At least another embodiment provides a system for identifying a degraded fan with an acoustic measuring device. A controller is in communication with the acoustic measuring device for measuring acoustic data from an operating datacenter fan. Amplitudes of frequencies measured from the acoustic data are identified. A peak amplitude of the frequencies measured from the acoustic data is identified. The frequencies of the amplitudes are compared with frequency data from predicted undegraded fans. If the frequency of one of the amplitudes is within a predetermined tolerance to a frequency for predicted undegraded fans, a ratio of the amplitude of the frequency that is within the predetermined tolerance for a predicted undegraded fan, to the peak amplitude is determined. If the ratio is less than one, it is determined that the fan is degraded.

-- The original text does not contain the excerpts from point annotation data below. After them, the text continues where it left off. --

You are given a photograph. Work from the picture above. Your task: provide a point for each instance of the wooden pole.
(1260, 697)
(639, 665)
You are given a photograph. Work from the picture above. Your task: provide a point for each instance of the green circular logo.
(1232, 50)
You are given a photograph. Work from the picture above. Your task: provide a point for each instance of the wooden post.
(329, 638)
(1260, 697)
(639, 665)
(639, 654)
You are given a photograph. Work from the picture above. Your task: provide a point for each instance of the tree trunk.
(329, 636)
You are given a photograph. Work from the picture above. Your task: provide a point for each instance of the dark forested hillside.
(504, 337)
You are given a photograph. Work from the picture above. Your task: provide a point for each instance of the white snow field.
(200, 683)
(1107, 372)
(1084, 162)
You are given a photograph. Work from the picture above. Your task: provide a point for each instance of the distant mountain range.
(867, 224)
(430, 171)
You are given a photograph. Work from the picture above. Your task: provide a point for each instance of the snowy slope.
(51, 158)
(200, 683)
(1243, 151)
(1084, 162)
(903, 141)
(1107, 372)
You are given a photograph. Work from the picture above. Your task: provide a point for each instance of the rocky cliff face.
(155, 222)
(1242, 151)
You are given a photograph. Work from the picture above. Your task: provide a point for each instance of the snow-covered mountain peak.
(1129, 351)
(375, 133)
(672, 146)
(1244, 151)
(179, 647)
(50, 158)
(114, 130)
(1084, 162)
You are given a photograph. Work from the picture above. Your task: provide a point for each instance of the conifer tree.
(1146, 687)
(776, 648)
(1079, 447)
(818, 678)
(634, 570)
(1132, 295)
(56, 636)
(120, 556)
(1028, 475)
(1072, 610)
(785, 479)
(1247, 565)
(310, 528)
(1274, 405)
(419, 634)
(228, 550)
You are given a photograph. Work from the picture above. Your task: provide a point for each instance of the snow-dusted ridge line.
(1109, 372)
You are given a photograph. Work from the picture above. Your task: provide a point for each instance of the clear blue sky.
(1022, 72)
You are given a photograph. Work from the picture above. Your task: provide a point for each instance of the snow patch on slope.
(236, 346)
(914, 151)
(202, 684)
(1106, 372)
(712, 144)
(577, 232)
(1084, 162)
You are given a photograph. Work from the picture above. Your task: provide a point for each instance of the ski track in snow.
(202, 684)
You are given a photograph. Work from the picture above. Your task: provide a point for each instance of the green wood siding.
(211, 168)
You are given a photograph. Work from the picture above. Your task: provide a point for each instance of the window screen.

In at least another embodiment, a computer readable medium is provided with computer readable instructions for measuring device for measuring acoustic data from an operating datacenter fan. Amplitudes of frequencies measured from the acoustic data are identified. A peak amplitude of the frequencies measured from the acoustic data is identified. The frequencies of the amplitudes are compared with frequency data from predicted undegraded fans. If the frequency of one of the amplitudes is within a predetermined tolerance to a frequency for predicted undegraded fans, a ratio of the amplitude of the frequency that is within the predetermined tolerance for a predicted undegraded fan, to the peak amplitude is determined. If the ratio is less than one, it is determined that the fan is degraded. Instructions are issued to replace the degraded fan.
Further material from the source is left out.